Obesity costing workplace productivity
Lost productivity due to obesity-related ailments is costing American companies almost $9 billion a year, according to a new study at Columbia University and Yale.
The researchers conducted the study, published in the Journal of Occupational and Environmental Medicine, by comparing data from the National Health and Nutrition Examination Survey from 1998 to 2008. They looked at height, weight, and missed workdays for almost 15,000 people, then cross-analyzed these with BMI data for more than 100,000 people in 2012.
They found that the higher the BMI or the higher above the obesity threshold, the greater the number of recorded absences from work. The researchers believe this is because obesity adds greater risk for many other health conditions. They were not able to pinpoint the specific conditions that caused the absences, but believe they are most likely due to high blood pressure, heart disease and diabetes.

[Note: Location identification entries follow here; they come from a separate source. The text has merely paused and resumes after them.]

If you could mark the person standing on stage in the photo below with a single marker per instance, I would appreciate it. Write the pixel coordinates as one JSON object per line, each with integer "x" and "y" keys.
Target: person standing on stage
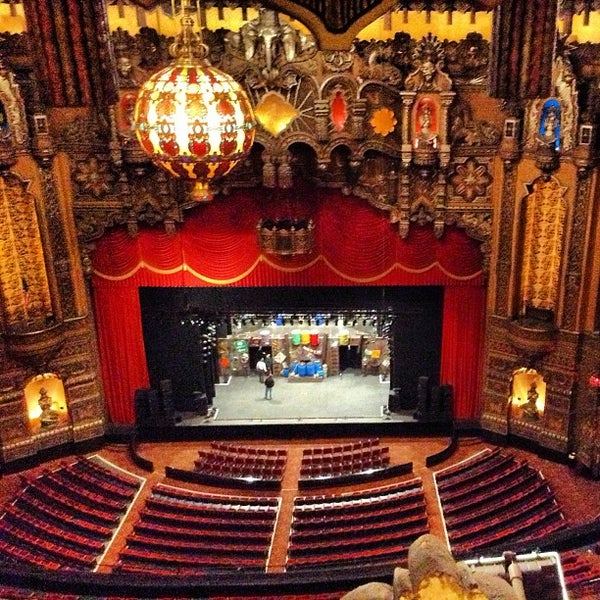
{"x": 269, "y": 384}
{"x": 261, "y": 369}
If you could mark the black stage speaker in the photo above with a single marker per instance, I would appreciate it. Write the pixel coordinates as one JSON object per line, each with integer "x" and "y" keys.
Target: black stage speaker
{"x": 423, "y": 393}
{"x": 166, "y": 400}
{"x": 147, "y": 407}
{"x": 141, "y": 405}
{"x": 446, "y": 402}
{"x": 394, "y": 403}
{"x": 200, "y": 403}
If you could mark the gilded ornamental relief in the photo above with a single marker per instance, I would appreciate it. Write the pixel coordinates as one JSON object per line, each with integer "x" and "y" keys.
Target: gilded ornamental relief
{"x": 544, "y": 217}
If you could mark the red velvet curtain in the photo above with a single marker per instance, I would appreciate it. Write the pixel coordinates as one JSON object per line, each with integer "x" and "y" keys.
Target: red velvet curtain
{"x": 354, "y": 245}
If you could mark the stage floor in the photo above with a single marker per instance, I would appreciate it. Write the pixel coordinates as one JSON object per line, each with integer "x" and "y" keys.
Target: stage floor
{"x": 349, "y": 398}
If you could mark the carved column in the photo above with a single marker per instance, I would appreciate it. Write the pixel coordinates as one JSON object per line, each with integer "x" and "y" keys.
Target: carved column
{"x": 74, "y": 64}
{"x": 446, "y": 100}
{"x": 524, "y": 33}
{"x": 408, "y": 99}
{"x": 503, "y": 306}
{"x": 571, "y": 313}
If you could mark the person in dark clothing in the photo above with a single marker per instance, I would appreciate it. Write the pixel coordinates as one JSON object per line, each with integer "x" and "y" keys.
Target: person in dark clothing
{"x": 269, "y": 384}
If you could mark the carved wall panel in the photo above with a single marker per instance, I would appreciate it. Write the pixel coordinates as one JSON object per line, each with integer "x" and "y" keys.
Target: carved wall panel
{"x": 545, "y": 213}
{"x": 559, "y": 372}
{"x": 24, "y": 288}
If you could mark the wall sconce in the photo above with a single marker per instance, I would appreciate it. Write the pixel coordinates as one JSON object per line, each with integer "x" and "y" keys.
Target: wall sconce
{"x": 586, "y": 134}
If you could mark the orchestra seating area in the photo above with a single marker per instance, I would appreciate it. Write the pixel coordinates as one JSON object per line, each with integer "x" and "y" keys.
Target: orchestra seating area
{"x": 66, "y": 517}
{"x": 69, "y": 517}
{"x": 230, "y": 461}
{"x": 492, "y": 498}
{"x": 344, "y": 459}
{"x": 185, "y": 532}
{"x": 580, "y": 568}
{"x": 373, "y": 526}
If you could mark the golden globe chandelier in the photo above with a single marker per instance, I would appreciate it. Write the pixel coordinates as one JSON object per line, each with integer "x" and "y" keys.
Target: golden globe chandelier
{"x": 194, "y": 120}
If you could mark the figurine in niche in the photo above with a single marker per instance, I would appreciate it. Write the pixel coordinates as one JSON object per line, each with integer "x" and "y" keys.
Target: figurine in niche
{"x": 130, "y": 76}
{"x": 549, "y": 131}
{"x": 530, "y": 410}
{"x": 49, "y": 416}
{"x": 426, "y": 137}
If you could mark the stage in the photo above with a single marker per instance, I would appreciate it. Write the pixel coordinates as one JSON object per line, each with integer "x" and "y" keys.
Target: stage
{"x": 346, "y": 404}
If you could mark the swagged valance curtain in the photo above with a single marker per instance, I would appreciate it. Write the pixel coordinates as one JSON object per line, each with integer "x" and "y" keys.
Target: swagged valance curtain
{"x": 355, "y": 244}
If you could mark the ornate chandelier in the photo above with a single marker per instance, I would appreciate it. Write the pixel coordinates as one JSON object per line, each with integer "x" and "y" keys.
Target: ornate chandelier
{"x": 194, "y": 120}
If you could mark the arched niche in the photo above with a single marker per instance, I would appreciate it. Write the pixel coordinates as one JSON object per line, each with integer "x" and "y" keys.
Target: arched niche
{"x": 46, "y": 402}
{"x": 528, "y": 394}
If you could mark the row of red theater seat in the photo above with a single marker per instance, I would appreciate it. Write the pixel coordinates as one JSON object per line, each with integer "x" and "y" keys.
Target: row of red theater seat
{"x": 240, "y": 466}
{"x": 79, "y": 474}
{"x": 56, "y": 514}
{"x": 365, "y": 516}
{"x": 490, "y": 494}
{"x": 188, "y": 561}
{"x": 536, "y": 526}
{"x": 343, "y": 507}
{"x": 333, "y": 465}
{"x": 390, "y": 553}
{"x": 303, "y": 531}
{"x": 368, "y": 523}
{"x": 249, "y": 451}
{"x": 243, "y": 502}
{"x": 495, "y": 464}
{"x": 122, "y": 480}
{"x": 23, "y": 555}
{"x": 516, "y": 515}
{"x": 467, "y": 464}
{"x": 59, "y": 522}
{"x": 494, "y": 479}
{"x": 242, "y": 547}
{"x": 98, "y": 500}
{"x": 20, "y": 537}
{"x": 216, "y": 531}
{"x": 580, "y": 570}
{"x": 214, "y": 521}
{"x": 332, "y": 449}
{"x": 47, "y": 492}
{"x": 36, "y": 526}
{"x": 356, "y": 544}
{"x": 180, "y": 534}
{"x": 532, "y": 488}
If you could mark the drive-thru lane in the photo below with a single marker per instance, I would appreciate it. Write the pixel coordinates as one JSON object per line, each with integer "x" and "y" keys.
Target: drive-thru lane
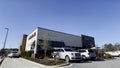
{"x": 113, "y": 63}
{"x": 21, "y": 63}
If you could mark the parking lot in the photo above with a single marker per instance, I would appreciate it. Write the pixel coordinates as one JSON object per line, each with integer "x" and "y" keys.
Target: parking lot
{"x": 112, "y": 63}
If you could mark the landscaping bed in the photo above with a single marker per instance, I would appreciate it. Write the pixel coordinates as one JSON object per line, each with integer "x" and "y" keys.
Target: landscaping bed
{"x": 46, "y": 61}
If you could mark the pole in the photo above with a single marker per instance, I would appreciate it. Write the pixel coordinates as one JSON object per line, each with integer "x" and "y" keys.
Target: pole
{"x": 5, "y": 38}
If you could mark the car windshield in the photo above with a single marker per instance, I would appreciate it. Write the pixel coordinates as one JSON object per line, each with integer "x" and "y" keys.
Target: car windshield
{"x": 90, "y": 50}
{"x": 68, "y": 49}
{"x": 14, "y": 52}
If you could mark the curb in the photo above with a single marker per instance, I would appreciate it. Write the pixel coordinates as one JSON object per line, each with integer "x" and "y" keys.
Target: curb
{"x": 2, "y": 60}
{"x": 44, "y": 66}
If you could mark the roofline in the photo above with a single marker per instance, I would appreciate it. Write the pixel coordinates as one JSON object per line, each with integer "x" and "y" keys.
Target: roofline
{"x": 57, "y": 31}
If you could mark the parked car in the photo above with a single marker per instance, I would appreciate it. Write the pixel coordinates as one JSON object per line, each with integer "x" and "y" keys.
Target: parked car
{"x": 67, "y": 54}
{"x": 13, "y": 54}
{"x": 87, "y": 54}
{"x": 114, "y": 53}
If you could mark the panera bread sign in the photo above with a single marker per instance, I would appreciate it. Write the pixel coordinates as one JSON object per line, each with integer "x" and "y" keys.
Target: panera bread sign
{"x": 31, "y": 36}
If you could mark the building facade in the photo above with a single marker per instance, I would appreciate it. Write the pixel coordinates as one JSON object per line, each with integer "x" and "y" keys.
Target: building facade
{"x": 57, "y": 39}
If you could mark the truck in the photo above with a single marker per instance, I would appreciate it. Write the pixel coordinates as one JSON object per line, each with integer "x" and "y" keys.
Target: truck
{"x": 67, "y": 54}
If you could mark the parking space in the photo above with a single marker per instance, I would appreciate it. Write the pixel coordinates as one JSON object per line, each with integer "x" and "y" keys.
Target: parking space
{"x": 112, "y": 63}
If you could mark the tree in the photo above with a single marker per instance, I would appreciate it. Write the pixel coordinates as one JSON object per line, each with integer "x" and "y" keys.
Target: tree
{"x": 46, "y": 45}
{"x": 109, "y": 47}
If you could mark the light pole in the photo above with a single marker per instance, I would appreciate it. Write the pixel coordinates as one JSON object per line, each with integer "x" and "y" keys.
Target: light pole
{"x": 5, "y": 37}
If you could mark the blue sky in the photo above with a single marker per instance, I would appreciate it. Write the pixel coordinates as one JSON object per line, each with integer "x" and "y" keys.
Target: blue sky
{"x": 97, "y": 18}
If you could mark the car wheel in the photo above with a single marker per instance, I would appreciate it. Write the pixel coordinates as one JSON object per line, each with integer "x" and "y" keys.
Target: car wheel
{"x": 67, "y": 59}
{"x": 84, "y": 57}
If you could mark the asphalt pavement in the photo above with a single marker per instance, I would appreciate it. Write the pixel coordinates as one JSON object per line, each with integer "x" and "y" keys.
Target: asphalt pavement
{"x": 113, "y": 63}
{"x": 22, "y": 63}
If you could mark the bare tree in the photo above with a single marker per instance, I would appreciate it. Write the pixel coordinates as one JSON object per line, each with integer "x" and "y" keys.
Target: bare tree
{"x": 46, "y": 45}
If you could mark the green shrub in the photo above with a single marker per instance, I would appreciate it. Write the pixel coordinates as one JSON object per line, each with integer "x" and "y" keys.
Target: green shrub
{"x": 59, "y": 62}
{"x": 107, "y": 56}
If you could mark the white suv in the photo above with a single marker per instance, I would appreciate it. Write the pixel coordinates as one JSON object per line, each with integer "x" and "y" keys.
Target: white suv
{"x": 87, "y": 54}
{"x": 66, "y": 54}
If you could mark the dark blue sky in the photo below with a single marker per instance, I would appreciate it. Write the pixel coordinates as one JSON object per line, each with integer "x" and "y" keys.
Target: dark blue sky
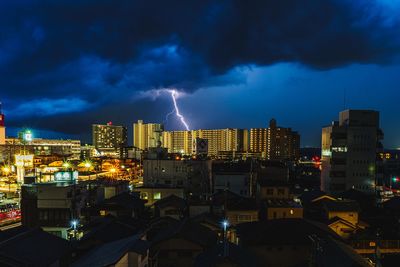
{"x": 67, "y": 64}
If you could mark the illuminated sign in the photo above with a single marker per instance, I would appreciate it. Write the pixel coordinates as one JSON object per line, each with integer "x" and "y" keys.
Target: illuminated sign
{"x": 326, "y": 153}
{"x": 24, "y": 160}
{"x": 66, "y": 176}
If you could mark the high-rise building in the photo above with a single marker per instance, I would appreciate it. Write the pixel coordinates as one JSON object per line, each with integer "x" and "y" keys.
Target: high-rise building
{"x": 276, "y": 143}
{"x": 258, "y": 140}
{"x": 219, "y": 140}
{"x": 349, "y": 152}
{"x": 146, "y": 135}
{"x": 282, "y": 143}
{"x": 177, "y": 141}
{"x": 2, "y": 127}
{"x": 109, "y": 139}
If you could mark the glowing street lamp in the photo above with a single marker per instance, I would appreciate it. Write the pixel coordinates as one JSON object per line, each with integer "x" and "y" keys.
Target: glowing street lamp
{"x": 225, "y": 225}
{"x": 66, "y": 165}
{"x": 74, "y": 224}
{"x": 88, "y": 164}
{"x": 6, "y": 170}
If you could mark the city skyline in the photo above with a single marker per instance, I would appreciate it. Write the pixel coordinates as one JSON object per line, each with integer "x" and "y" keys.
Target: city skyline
{"x": 301, "y": 69}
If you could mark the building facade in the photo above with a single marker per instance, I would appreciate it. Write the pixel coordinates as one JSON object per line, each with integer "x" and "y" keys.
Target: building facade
{"x": 258, "y": 140}
{"x": 109, "y": 139}
{"x": 349, "y": 152}
{"x": 146, "y": 135}
{"x": 69, "y": 149}
{"x": 275, "y": 143}
{"x": 219, "y": 140}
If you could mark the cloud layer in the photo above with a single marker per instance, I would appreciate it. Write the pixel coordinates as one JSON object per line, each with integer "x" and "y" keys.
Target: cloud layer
{"x": 63, "y": 57}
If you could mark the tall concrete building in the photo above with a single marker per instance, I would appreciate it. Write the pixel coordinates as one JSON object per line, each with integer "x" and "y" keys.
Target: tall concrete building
{"x": 275, "y": 143}
{"x": 349, "y": 152}
{"x": 177, "y": 141}
{"x": 109, "y": 139}
{"x": 2, "y": 127}
{"x": 146, "y": 135}
{"x": 219, "y": 140}
{"x": 282, "y": 143}
{"x": 258, "y": 140}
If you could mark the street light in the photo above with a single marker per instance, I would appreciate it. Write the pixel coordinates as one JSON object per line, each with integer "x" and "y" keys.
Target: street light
{"x": 225, "y": 225}
{"x": 88, "y": 164}
{"x": 66, "y": 165}
{"x": 74, "y": 224}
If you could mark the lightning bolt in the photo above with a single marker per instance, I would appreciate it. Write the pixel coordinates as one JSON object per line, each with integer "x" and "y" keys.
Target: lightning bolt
{"x": 169, "y": 114}
{"x": 174, "y": 95}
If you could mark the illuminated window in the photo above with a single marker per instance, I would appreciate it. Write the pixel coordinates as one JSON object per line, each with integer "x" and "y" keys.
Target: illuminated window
{"x": 339, "y": 149}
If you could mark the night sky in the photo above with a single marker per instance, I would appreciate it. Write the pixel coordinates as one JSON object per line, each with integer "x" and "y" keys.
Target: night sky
{"x": 67, "y": 64}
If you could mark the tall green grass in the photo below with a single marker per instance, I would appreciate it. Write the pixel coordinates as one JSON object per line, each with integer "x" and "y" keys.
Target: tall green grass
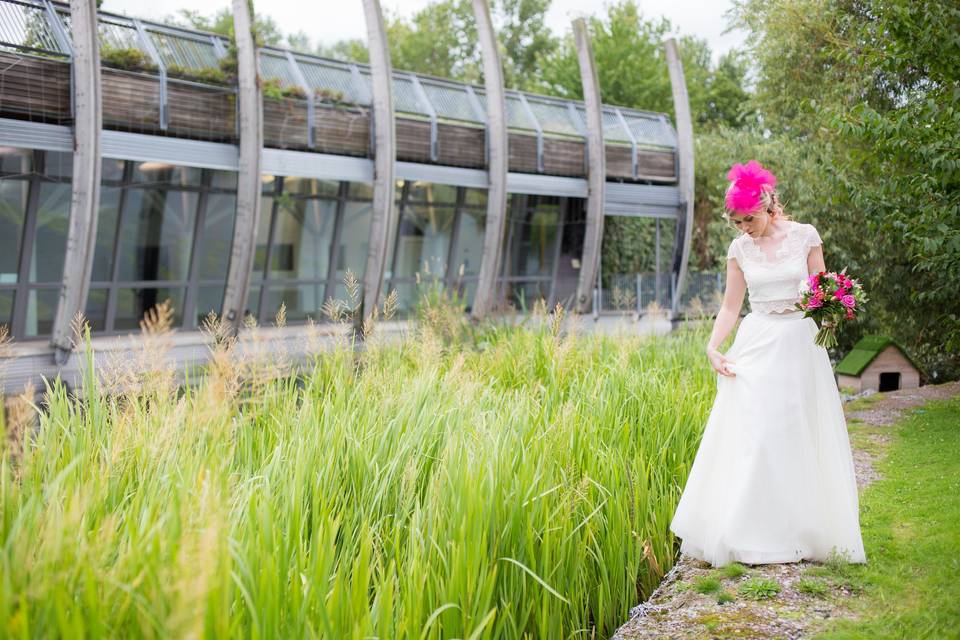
{"x": 516, "y": 486}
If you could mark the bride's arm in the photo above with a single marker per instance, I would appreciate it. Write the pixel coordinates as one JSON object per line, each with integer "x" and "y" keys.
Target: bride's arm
{"x": 815, "y": 260}
{"x": 727, "y": 316}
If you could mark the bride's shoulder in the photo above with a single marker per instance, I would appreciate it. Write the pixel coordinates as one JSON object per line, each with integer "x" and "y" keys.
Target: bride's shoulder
{"x": 806, "y": 231}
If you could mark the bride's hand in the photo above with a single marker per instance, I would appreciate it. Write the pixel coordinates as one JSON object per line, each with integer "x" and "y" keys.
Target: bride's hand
{"x": 719, "y": 363}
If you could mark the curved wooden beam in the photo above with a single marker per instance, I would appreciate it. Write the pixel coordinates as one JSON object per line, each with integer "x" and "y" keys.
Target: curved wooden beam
{"x": 85, "y": 189}
{"x": 384, "y": 162}
{"x": 681, "y": 106}
{"x": 596, "y": 167}
{"x": 247, "y": 220}
{"x": 497, "y": 151}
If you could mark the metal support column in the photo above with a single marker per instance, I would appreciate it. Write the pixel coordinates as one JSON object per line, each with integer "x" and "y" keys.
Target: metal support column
{"x": 85, "y": 189}
{"x": 311, "y": 106}
{"x": 536, "y": 127}
{"x": 496, "y": 119}
{"x": 384, "y": 150}
{"x": 597, "y": 166}
{"x": 247, "y": 220}
{"x": 685, "y": 179}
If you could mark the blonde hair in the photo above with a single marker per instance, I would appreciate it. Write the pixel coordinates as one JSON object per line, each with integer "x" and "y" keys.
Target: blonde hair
{"x": 770, "y": 204}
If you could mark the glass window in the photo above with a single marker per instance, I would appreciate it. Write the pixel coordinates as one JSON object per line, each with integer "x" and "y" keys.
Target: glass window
{"x": 469, "y": 245}
{"x": 430, "y": 192}
{"x": 106, "y": 230}
{"x": 354, "y": 239}
{"x": 41, "y": 307}
{"x": 310, "y": 187}
{"x": 475, "y": 197}
{"x": 524, "y": 295}
{"x": 50, "y": 237}
{"x": 6, "y": 307}
{"x": 164, "y": 173}
{"x": 253, "y": 301}
{"x": 267, "y": 184}
{"x": 13, "y": 160}
{"x": 133, "y": 303}
{"x": 407, "y": 295}
{"x": 533, "y": 235}
{"x": 111, "y": 170}
{"x": 96, "y": 310}
{"x": 213, "y": 254}
{"x": 156, "y": 235}
{"x": 301, "y": 239}
{"x": 263, "y": 236}
{"x": 58, "y": 164}
{"x": 13, "y": 207}
{"x": 209, "y": 298}
{"x": 361, "y": 191}
{"x": 223, "y": 179}
{"x": 301, "y": 300}
{"x": 423, "y": 241}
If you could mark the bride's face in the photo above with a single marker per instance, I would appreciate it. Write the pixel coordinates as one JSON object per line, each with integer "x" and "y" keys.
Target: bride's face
{"x": 753, "y": 224}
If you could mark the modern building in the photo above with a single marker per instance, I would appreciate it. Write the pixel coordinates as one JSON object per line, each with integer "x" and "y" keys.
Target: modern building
{"x": 168, "y": 182}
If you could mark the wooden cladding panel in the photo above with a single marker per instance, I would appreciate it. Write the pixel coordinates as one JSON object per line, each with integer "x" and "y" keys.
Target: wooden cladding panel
{"x": 34, "y": 88}
{"x": 39, "y": 89}
{"x": 285, "y": 124}
{"x": 343, "y": 131}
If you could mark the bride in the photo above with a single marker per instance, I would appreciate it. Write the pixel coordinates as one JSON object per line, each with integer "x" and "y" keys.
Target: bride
{"x": 773, "y": 479}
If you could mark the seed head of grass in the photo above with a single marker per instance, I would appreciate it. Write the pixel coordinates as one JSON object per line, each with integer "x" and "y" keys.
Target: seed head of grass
{"x": 759, "y": 588}
{"x": 733, "y": 570}
{"x": 706, "y": 584}
{"x": 837, "y": 562}
{"x": 812, "y": 587}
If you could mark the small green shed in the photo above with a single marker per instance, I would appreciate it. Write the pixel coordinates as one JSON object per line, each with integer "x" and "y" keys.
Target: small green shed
{"x": 878, "y": 363}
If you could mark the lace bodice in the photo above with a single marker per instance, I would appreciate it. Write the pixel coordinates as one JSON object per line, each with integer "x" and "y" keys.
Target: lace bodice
{"x": 774, "y": 274}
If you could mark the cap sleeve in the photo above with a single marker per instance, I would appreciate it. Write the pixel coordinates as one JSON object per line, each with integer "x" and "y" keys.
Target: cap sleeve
{"x": 733, "y": 252}
{"x": 813, "y": 238}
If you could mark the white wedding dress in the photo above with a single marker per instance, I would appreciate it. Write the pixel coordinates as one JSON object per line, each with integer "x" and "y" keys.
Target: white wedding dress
{"x": 773, "y": 480}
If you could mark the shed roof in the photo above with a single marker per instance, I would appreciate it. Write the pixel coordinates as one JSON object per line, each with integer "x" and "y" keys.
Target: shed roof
{"x": 864, "y": 352}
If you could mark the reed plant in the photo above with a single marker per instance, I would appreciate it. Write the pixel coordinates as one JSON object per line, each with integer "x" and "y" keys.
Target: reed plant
{"x": 518, "y": 489}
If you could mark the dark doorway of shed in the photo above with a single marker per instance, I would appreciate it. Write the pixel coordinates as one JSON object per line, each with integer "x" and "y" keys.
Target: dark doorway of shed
{"x": 889, "y": 381}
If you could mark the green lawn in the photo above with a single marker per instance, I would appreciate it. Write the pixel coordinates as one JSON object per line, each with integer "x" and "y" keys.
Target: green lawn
{"x": 910, "y": 521}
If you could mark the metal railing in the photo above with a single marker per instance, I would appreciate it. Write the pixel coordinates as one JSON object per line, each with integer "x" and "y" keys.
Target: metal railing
{"x": 28, "y": 25}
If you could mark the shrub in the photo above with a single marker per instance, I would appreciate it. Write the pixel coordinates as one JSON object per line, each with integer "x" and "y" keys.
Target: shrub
{"x": 759, "y": 588}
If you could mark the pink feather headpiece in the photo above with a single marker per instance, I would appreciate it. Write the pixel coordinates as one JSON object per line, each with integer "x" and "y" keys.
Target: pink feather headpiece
{"x": 747, "y": 182}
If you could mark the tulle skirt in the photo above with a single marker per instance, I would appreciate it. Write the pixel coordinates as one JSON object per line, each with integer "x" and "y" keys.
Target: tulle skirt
{"x": 773, "y": 480}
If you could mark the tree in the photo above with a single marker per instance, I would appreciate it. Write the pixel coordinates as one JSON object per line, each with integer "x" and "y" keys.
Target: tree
{"x": 873, "y": 86}
{"x": 221, "y": 22}
{"x": 632, "y": 68}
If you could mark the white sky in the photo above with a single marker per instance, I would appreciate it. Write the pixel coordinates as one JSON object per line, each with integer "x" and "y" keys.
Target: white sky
{"x": 703, "y": 18}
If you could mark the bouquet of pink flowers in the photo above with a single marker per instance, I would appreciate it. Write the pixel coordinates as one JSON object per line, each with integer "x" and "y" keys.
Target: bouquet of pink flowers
{"x": 829, "y": 297}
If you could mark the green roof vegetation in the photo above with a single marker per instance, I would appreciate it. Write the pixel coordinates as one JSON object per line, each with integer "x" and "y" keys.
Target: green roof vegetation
{"x": 863, "y": 353}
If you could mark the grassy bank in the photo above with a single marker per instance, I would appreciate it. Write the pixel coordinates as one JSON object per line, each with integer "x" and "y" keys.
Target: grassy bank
{"x": 518, "y": 486}
{"x": 910, "y": 521}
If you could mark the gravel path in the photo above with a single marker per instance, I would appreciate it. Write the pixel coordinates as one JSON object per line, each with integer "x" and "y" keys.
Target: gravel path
{"x": 809, "y": 593}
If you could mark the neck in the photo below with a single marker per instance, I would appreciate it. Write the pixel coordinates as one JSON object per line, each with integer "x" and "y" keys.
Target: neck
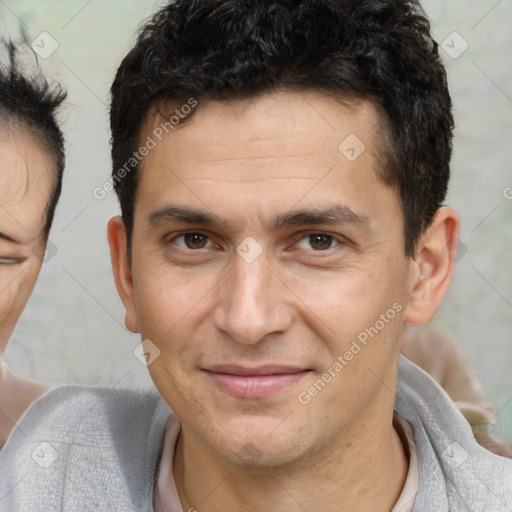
{"x": 363, "y": 470}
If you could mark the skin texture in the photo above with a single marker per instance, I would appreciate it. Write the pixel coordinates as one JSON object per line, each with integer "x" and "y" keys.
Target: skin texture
{"x": 26, "y": 183}
{"x": 248, "y": 162}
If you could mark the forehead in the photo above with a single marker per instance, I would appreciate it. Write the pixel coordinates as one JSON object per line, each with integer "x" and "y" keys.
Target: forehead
{"x": 272, "y": 149}
{"x": 27, "y": 179}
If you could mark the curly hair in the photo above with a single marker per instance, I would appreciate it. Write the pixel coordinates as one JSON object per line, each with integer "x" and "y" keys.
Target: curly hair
{"x": 379, "y": 50}
{"x": 30, "y": 101}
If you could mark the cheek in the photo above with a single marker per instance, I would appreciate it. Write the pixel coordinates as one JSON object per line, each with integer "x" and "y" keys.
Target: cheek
{"x": 170, "y": 304}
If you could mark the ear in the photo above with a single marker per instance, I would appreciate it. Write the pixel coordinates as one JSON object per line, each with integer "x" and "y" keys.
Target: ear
{"x": 432, "y": 266}
{"x": 121, "y": 268}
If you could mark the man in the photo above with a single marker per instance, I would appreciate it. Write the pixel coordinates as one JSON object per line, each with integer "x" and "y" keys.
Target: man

Compared to normal-weight workers, those with a BMI of 30 to about 35 missed 27 percent more workdays per year, while the most severely obese--those with a BMI of 40 or higher--were absent 44 percent more often.
On average, a company can lose anywhere from $290 to $465 a year for just one employee due to obesity, according to the report. Once the researchers added the numbers up nationally, they estimated that the US incurs productivity costs of almost $9 billion. The highest productivity losses--$907 million--were in California.